Department of Preventive Cardiology, Institute for Clinical and Experimental Medicine, Prague, Czech Republic; Centre for Cardiovascular Prevention, Charles University Medical School I and Thomayer Hospital, Prague; Charles University Medical School III, Prague, Czech Republic.
Charles University Medical School III, Prague, Czech Republic; Department of Cardiology, Institute for Clinical and Experimental Medicine, Prague, Czech Republic.
Eur J Intern Med. 2021 Sep;91:33-39. doi: 10.1016/j.ejim.2021.04.012. Epub 2021 May 8.
BACKGROUND: Inconclusive data exist on risk associated with Lp(a) in patients after myocardial infarction (MI). Aims of the present study were to evaluate the association of Lp(a) level with total mortality and recurrent cardiovascular events. DESIGN AND METHODS: Single center prospective registry of consecutive patients hospitalized for acute myocardial infarction between June 2017 and June 2020 at a large tertiary cardiac center with available blood samples drawn <24h of admission. RESULTS: Data from 851 consecutive patients hospitalized for MI were evaluated. During the median follow-up of 19 months (interquartile range 10-27), 58 (6.8%) patients died. Nonlinear modelling revealed a U-shaped association between Lp(a) and total mortality risk. Compared to patients with Lp(a) ranging between 10-30 nmol/L and after multivariate adjustment, total mortality risk was increased both in patients with Lp(a)<7 nmol/L (hazard ratio (HR) 4.08, 95% confidence interval (CI) 1.72-9.68) and Lp(a) ≥125 nmol/L (HR 2.92, 95% CI 1.16-7.37), respectively. Similarly, the risk of combined endpoint of acute coronary syndrome recurrence or cardiovascular mortality was increased both in patients with low (sub-HR 2.60, 95% CI 1.33-5.08) and high (sub-HR 2.10, 95% CI 1.00-4.39) Lp(a). Adjustment for heart failure signs at the time of hospitalization weakened the association with total mortality and recurrent cardiovascular events.

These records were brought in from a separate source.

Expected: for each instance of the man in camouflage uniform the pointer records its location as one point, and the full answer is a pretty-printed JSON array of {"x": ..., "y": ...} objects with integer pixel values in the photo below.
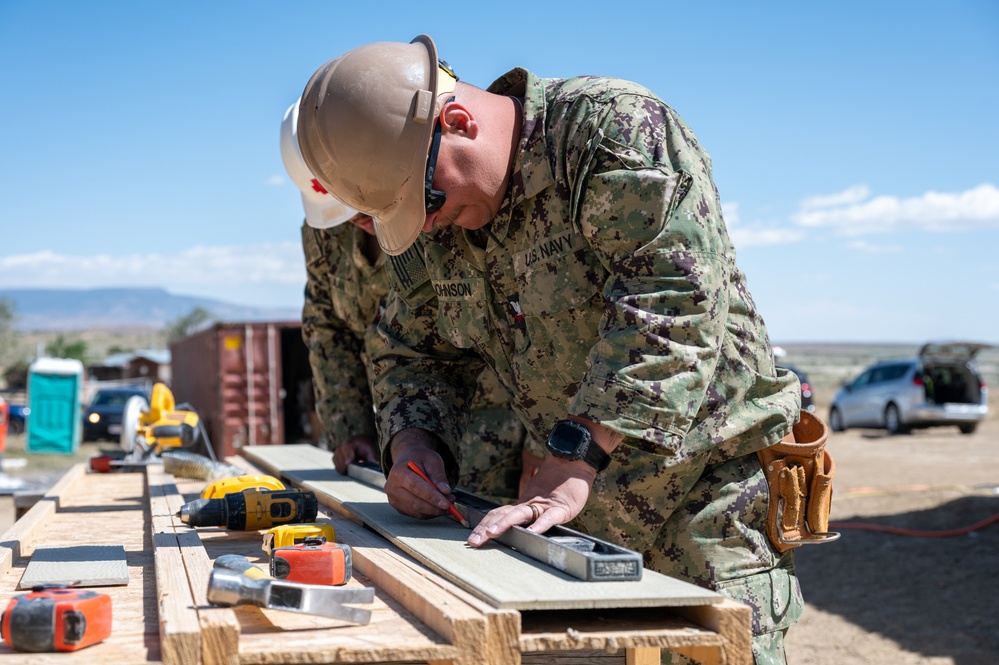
[
  {"x": 347, "y": 284},
  {"x": 576, "y": 247}
]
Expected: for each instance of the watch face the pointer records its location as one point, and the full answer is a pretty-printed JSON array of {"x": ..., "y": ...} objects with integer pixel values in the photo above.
[{"x": 566, "y": 441}]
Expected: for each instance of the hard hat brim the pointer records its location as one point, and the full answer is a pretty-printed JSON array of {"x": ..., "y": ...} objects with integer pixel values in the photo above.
[{"x": 327, "y": 214}]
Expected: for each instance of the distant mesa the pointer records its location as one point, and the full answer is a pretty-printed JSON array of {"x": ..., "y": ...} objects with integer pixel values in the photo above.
[{"x": 80, "y": 309}]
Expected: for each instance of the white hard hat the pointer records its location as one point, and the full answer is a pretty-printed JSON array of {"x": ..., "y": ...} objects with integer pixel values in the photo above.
[{"x": 322, "y": 209}]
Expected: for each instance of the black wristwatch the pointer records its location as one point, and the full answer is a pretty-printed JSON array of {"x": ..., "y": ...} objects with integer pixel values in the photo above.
[{"x": 570, "y": 440}]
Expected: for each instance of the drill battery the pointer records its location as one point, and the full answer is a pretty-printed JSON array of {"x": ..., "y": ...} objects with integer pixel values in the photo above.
[
  {"x": 54, "y": 618},
  {"x": 313, "y": 561}
]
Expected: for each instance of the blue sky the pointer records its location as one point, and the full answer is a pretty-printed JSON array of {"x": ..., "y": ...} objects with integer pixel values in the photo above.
[{"x": 855, "y": 144}]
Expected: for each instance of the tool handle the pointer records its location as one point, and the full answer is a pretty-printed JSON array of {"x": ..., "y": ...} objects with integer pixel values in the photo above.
[
  {"x": 240, "y": 564},
  {"x": 450, "y": 506}
]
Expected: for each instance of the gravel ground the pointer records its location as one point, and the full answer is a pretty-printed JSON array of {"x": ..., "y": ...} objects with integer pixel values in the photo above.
[
  {"x": 871, "y": 597},
  {"x": 890, "y": 599}
]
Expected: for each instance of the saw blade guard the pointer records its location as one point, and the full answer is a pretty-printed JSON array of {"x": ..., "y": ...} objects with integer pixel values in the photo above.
[{"x": 130, "y": 421}]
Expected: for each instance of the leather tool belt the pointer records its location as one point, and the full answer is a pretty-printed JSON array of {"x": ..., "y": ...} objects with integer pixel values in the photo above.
[{"x": 799, "y": 471}]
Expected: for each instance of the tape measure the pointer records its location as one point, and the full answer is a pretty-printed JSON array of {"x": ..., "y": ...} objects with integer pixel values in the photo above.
[
  {"x": 56, "y": 618},
  {"x": 313, "y": 561}
]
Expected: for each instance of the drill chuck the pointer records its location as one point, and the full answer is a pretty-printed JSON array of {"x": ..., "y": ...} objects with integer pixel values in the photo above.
[
  {"x": 252, "y": 509},
  {"x": 204, "y": 512}
]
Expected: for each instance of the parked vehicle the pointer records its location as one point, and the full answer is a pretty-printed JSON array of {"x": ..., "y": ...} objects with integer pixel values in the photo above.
[
  {"x": 941, "y": 386},
  {"x": 102, "y": 418},
  {"x": 18, "y": 418},
  {"x": 807, "y": 400}
]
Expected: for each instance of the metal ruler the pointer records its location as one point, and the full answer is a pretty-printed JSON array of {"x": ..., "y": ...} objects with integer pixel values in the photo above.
[{"x": 574, "y": 553}]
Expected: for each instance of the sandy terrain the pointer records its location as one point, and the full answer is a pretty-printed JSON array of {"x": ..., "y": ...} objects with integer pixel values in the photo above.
[
  {"x": 873, "y": 597},
  {"x": 902, "y": 600}
]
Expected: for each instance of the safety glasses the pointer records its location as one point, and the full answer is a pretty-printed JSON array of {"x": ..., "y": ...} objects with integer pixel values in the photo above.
[{"x": 435, "y": 198}]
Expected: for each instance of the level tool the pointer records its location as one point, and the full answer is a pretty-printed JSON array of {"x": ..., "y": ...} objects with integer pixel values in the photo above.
[{"x": 573, "y": 552}]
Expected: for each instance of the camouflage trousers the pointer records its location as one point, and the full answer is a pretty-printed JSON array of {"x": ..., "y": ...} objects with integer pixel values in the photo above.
[
  {"x": 489, "y": 454},
  {"x": 701, "y": 520}
]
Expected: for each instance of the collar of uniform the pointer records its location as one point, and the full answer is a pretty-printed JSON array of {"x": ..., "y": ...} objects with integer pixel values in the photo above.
[
  {"x": 531, "y": 172},
  {"x": 358, "y": 240}
]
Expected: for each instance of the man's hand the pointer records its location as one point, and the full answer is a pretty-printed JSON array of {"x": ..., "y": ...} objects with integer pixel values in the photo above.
[
  {"x": 558, "y": 492},
  {"x": 357, "y": 448},
  {"x": 407, "y": 492}
]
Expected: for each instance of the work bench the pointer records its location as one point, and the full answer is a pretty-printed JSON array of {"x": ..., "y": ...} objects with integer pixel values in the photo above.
[{"x": 162, "y": 614}]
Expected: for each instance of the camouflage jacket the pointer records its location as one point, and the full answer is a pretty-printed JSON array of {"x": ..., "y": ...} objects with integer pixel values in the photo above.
[
  {"x": 605, "y": 287},
  {"x": 344, "y": 298}
]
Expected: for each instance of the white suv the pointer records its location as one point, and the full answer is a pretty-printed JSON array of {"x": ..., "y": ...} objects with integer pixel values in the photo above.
[{"x": 940, "y": 387}]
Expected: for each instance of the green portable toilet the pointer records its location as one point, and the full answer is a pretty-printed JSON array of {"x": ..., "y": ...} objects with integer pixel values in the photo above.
[{"x": 55, "y": 388}]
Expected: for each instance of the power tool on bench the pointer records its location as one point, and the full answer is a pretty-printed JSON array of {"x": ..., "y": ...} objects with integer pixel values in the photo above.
[
  {"x": 252, "y": 509},
  {"x": 150, "y": 428},
  {"x": 56, "y": 618}
]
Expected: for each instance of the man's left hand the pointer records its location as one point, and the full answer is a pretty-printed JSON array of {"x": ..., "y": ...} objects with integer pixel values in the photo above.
[{"x": 559, "y": 491}]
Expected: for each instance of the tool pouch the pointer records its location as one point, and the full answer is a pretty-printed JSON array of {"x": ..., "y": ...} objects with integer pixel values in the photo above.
[{"x": 799, "y": 472}]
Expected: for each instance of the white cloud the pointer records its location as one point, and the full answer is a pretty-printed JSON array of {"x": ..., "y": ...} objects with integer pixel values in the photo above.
[
  {"x": 232, "y": 266},
  {"x": 759, "y": 236},
  {"x": 756, "y": 234},
  {"x": 854, "y": 194},
  {"x": 850, "y": 214},
  {"x": 871, "y": 248}
]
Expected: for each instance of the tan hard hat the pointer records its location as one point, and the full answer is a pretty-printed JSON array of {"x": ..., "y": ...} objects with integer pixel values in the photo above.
[
  {"x": 322, "y": 210},
  {"x": 364, "y": 128}
]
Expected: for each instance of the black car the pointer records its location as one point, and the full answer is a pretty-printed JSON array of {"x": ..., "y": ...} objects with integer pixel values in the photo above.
[
  {"x": 102, "y": 418},
  {"x": 807, "y": 403},
  {"x": 17, "y": 419}
]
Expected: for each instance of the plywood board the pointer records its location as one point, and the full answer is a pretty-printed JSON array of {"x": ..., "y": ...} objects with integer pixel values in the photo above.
[
  {"x": 499, "y": 576},
  {"x": 79, "y": 565}
]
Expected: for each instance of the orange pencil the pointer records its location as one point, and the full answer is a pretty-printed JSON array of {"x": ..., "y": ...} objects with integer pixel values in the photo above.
[{"x": 450, "y": 506}]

CONCLUSIONS: In the present analysis, both high and low concentrations of Lp(a) were associated with an increased risk of total mortality and recurrent cardiovascular events after MI. The excess of mortality associated with Lp(a) was partially attributable to more prevalent heart failure.
背景:在心肌梗死(MI)后患者中,Lp(a) 相关风险存在不确定的数据。本研究的目的是评估 Lp(a) 水平与全因死亡率和复发性心血管事件的相关性。
设计和方法:这是一项单中心前瞻性登记研究,纳入了 2017 年 6 月至 2020 年 6 月期间在一家大型三级心脏中心因急性心肌梗死住院的连续患者,入院 24 小时内采集了血液样本。
结果:评估了 851 例因 MI 住院的连续患者的数据。在中位随访 19 个月(四分位间距 10-27)期间,58 例(6.8%)患者死亡。非线性建模显示 Lp(a) 与全因死亡率风险之间呈 U 型关联。与 Lp(a) 范围在 10-30 nmol/L 之间的患者相比,并且经过多变量调整后,Lp(a)<7 nmol/L(风险比 (HR) 4.08,95%置信区间 (CI) 1.72-9.68)和 Lp(a)≥125 nmol/L(HR 2.92,95% CI 1.16-7.37)的患者全因死亡率风险均增加。同样,急性冠状动脉综合征复发或心血管死亡率的复合终点风险在 Lp(a) 低值(亚 HR 2.60,95% CI 1.33-5.08)和高值(亚 HR 2.10,95% CI 1.00-4.39)的患者中均增加。入院时心力衰竭体征的调整减弱了与全因死亡率和复发性心血管事件的关联。
结论:在本分析中,Lp(a) 的高低浓度均与 MI 后全因死亡率和复发性心血管事件风险增加相关。与 Lp(a) 相关的死亡率增加部分归因于更常见的心力衰竭。